大地が白に染まる前(凌+光)
無双OROCHI

「降り始めましたね」
「はい?…ああ、雪か」

詰所から見上げた空、ははらはらと舞い落ち始めた純白の雪。
先程までは穏やかな小春日和だったというのに、これも遠呂智が世界を混沌と化させた影響なのだろうか。―十中八九そうなのだろう。

「凌統殿、大丈夫ですか?」
「そりゃ雪くらいは」
「ですがこう天候が頻繁に変わっては体調を崩してしまうのでは」

例え後世に名を残す名将といえど人間である事には変わりない。
人は身体を鍛える事はできても病への抗体はそう容易く作ることができないのだから、この将も油断をすればすぐに体調を崩しかねないのではないか。
けれどそんな光秀の考えとは裏腹にかの将は泣き黒子を微かに押し上げて自然な笑みを浮かべた。

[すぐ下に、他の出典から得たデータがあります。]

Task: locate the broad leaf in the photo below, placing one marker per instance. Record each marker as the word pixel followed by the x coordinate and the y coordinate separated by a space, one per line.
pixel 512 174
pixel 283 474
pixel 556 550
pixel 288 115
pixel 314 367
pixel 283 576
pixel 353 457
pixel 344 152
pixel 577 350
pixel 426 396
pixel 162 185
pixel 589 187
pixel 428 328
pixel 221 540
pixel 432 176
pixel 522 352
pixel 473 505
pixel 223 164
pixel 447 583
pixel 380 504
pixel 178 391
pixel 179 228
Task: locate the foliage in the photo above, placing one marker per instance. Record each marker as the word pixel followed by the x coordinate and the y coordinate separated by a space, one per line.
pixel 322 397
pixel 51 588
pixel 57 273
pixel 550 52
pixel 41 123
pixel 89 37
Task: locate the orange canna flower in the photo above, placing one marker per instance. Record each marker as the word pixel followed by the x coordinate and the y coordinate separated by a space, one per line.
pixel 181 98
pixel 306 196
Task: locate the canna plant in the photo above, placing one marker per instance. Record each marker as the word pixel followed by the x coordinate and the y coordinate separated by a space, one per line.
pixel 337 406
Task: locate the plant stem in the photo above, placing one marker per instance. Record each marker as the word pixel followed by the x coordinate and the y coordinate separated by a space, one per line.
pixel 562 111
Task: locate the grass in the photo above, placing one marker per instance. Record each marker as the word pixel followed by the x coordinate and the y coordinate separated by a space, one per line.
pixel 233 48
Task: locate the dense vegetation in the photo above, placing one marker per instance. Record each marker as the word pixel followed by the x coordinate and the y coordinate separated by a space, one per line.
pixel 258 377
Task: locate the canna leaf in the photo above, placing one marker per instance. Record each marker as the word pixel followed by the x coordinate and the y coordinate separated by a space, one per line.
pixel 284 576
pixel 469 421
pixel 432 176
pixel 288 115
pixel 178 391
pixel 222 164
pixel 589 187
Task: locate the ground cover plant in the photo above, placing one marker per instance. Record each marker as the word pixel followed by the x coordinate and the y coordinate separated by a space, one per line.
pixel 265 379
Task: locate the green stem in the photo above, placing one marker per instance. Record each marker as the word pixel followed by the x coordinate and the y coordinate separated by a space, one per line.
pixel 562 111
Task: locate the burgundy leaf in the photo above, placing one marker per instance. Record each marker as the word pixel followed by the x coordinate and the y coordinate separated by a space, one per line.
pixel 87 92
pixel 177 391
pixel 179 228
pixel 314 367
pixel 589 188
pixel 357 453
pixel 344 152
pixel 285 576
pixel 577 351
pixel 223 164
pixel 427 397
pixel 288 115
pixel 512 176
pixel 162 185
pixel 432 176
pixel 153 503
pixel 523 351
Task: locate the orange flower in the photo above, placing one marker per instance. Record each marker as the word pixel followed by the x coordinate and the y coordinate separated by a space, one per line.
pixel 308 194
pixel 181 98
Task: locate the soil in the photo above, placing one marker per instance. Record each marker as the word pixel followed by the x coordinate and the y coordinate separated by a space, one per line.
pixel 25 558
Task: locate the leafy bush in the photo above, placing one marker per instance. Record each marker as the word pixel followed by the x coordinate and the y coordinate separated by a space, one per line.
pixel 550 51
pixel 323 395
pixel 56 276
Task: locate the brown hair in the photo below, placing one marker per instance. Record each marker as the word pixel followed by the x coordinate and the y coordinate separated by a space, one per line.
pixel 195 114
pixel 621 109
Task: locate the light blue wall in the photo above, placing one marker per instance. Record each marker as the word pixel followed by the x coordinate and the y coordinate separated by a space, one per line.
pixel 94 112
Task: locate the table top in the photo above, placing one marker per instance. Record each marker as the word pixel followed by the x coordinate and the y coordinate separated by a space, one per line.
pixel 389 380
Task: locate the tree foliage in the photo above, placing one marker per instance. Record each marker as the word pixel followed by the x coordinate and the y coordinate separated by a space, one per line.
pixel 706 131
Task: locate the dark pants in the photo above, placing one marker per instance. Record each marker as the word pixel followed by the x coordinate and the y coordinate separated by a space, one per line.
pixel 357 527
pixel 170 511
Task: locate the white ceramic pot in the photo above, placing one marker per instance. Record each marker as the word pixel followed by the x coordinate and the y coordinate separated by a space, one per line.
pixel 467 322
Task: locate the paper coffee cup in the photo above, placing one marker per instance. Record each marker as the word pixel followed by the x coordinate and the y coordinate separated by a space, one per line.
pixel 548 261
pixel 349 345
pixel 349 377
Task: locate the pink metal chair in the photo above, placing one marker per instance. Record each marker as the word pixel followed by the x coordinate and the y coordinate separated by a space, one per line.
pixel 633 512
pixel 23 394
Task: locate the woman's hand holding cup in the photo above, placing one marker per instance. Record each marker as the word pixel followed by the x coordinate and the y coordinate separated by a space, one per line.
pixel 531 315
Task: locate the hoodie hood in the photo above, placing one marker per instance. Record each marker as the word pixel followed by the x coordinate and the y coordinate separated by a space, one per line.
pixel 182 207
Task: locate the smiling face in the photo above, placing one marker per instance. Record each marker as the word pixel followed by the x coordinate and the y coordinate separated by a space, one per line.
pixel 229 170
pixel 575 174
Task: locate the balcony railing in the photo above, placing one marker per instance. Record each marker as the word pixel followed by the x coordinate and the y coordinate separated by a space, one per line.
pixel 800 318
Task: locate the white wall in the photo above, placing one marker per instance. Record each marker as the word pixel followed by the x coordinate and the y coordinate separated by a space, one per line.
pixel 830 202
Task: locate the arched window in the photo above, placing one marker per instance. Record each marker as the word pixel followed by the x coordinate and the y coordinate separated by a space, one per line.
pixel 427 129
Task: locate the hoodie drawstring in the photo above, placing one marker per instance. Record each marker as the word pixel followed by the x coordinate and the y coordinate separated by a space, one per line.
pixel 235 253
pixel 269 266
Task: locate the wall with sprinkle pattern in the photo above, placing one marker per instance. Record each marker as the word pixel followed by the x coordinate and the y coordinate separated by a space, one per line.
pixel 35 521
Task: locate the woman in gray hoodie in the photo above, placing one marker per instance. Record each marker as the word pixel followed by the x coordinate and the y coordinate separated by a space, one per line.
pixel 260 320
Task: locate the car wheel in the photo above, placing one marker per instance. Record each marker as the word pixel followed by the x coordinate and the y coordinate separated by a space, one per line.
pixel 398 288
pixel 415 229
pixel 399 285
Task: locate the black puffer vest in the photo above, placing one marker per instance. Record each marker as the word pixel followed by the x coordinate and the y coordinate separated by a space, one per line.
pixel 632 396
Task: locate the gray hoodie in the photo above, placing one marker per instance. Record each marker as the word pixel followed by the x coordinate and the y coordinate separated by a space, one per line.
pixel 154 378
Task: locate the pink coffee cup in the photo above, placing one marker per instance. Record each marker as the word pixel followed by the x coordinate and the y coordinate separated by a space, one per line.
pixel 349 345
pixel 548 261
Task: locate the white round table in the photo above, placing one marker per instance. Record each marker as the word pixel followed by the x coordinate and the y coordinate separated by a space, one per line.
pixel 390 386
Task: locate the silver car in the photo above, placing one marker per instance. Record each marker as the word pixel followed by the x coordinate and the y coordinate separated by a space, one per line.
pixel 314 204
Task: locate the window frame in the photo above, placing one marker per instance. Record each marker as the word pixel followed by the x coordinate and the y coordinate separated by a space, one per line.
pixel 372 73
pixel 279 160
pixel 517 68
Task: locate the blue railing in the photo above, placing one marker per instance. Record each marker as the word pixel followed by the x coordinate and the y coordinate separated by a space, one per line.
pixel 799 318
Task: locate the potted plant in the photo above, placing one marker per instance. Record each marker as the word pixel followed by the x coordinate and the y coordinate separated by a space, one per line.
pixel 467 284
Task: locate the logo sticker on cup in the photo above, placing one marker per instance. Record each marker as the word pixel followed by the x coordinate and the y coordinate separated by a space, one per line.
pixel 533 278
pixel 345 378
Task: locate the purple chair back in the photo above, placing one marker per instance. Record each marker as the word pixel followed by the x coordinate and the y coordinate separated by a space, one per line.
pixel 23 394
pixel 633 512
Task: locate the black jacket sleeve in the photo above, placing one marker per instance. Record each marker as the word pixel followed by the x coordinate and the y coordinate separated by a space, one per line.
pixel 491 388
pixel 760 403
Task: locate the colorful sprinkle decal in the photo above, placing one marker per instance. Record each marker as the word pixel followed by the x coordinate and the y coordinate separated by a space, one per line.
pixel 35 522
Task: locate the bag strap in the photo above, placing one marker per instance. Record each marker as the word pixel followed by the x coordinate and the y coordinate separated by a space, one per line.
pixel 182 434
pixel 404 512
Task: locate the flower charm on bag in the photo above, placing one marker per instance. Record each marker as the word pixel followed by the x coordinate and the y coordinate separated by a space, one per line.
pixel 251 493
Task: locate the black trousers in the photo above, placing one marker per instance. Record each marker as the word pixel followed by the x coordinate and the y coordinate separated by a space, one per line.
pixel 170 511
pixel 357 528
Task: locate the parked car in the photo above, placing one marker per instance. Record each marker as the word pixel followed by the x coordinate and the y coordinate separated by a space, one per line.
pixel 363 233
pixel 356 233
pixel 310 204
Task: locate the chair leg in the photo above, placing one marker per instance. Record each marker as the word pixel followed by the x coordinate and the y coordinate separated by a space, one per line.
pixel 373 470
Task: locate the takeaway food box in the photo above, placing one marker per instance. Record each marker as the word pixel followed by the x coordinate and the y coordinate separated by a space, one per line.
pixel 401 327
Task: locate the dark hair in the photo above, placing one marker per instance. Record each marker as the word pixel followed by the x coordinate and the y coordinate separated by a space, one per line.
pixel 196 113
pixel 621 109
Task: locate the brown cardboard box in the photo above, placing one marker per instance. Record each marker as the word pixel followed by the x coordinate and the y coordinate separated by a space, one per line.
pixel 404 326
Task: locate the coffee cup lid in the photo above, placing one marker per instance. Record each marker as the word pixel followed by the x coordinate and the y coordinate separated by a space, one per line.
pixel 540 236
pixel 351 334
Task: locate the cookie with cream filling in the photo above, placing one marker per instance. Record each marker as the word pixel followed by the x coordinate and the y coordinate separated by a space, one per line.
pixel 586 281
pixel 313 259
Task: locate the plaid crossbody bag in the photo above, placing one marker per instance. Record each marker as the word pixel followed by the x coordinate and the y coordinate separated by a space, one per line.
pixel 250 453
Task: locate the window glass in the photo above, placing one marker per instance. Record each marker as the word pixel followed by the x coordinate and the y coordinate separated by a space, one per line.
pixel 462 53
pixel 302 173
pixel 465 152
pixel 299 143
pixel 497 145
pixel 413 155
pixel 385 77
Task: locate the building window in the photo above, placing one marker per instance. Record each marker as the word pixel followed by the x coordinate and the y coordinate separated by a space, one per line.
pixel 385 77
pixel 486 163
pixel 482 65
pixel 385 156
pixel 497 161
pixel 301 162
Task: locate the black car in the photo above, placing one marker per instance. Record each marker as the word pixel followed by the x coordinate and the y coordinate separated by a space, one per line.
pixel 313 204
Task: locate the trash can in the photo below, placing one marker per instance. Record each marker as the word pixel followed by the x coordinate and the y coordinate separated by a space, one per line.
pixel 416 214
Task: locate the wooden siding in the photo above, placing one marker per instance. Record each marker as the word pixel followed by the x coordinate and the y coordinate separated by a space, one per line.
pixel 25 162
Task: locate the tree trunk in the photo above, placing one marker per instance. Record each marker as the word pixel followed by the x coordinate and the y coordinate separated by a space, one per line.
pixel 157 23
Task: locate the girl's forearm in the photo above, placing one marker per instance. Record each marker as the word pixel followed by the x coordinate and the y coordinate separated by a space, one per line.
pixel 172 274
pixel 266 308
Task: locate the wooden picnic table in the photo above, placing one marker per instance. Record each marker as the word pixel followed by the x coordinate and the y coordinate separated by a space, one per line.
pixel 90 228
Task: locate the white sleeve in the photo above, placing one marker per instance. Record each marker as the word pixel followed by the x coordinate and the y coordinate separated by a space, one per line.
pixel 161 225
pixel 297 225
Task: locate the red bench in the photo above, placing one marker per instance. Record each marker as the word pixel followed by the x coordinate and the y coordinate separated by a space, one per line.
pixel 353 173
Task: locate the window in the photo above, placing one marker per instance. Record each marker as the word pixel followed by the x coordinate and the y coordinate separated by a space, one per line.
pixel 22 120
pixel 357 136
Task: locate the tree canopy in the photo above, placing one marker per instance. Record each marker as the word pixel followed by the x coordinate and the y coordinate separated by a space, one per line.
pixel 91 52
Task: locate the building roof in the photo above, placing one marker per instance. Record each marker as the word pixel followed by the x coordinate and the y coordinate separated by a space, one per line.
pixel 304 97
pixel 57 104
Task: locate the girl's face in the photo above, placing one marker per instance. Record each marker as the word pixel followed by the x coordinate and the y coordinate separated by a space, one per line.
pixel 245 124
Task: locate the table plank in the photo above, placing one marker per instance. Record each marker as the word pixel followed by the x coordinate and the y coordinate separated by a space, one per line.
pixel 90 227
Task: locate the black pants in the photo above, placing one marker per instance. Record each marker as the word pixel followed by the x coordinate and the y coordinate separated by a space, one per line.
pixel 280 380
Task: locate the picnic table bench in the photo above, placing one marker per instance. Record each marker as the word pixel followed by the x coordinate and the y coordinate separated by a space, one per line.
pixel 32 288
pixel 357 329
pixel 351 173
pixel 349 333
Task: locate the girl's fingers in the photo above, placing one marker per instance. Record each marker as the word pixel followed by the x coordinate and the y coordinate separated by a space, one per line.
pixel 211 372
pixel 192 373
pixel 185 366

「生憎それほどヤワじゃないんでね。そういう光秀さんこそ大丈夫なわけ?」
「私…ですか?」
「俺よりよっぽどそういうのに弱そうだけど。それに昨日もろくろく寝てないんじゃ?」
「え?」

確かに昨日中に終わらせてしまいたい執務があった為、光秀は充分な睡眠を取ってはいない。
けれどそれを何故その場にいなかった凌統が知っているのだろうか。
そんな至極当然ともいえる疑問は、あっさりと解明される事となる。

「やーっぱりそうか」
「謀ったのですか?」
「野生の勘ってヤツだね」

そう言って笑う様に毒気がないので怒るに怒れなくなってしまう。
これが得をする人柄というものなのだろうか。いや、そのように考えては失礼である。

「光秀さん?」
「…いえ。私も大丈夫ですのでどうかお気になさらず」
「はいよ。そんじゃ大降りになる前に目的地到着と行きますか!」

手綱を引き騎馬の進行速度を上げたその横顔にはやはり薄らと笑みが浮かんでいた。

「そうですね」

倣うようにして引いた手綱に副うように光秀の騎乗した馬もその速度を上げる。
さあ、早く次なる目的地に着いてしまおう。
出来れば雪が地面を白く染めてしまう前に。